A população de Cruz Alta divertia-se com as estroinices de Nestor Verissimo. Só um morador achava-se de pôr fim a essa vida airada: o Dr. Franklin Verissimo. Exigia que o filho levasse a sério os estudos, como faziam seus dois irmãos, catedráticos da Universidade de Porto Alegre, os professores Fabricio Verissimo da Fonseca e Antonio Verissimo de Mello, tios do escritor Erico Verissimo. Mas Nestor, embora amando os bons livros desde a infância, tanto que revelava uma regular cultura de autodidata, levava sua curiosidade por onde bem entendia, rebelde sempre às disciplinas das nossas velhas casas de ensino. O Dr. Franklin perdeu a esperança de fazê-lo cursar uma escola superior. Mandou que voltasse de Porto Alegre, depois de mais um ano perdido, desembarcou-o na primeira parada antes de Cruz Alta, enviando-o a uma estância para trabalhar como peão. Mais tarde ele se tornou pedreiro e, entre outras construções, deixou como obra sua duas igrejas: a de São José em Tupanciretã, e a do Cadeado, em Cruz Alta.

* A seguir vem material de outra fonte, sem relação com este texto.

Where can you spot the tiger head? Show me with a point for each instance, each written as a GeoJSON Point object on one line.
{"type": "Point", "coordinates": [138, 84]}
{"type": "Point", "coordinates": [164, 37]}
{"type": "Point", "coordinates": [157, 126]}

Pertenceu ao Partido Liberal e participou heroicamente no posto de major do movimento federalista de 1923. Em 1925, participante da Coluna Prestes, então tenente-coronel, tinha 19 cicatrizes de ferimentos de combate, quando foi capturado. Permaneceu na prisão até 1927. Em liberdade, diante das perseguições sistemáticas da polícia, Nestor Verissimo refugiou-se na cidade de Libres, Argentina. De volta ao Brasil, participou da revolução de 1930, sendo um dos que prometeram, vitoriosos, amarrar os cavalos no obelisco do general Osório no Rio de Janeiro. E a promessa foi cumprida. Em 1938 aceitou a direção do presídio de Fernando de Noronha. Em 1942, na direção da Colônia Agrícola do Distrito Federal, na praia de Dois Rios, Ilha Grande, revelou-se um carcereiro exemplar.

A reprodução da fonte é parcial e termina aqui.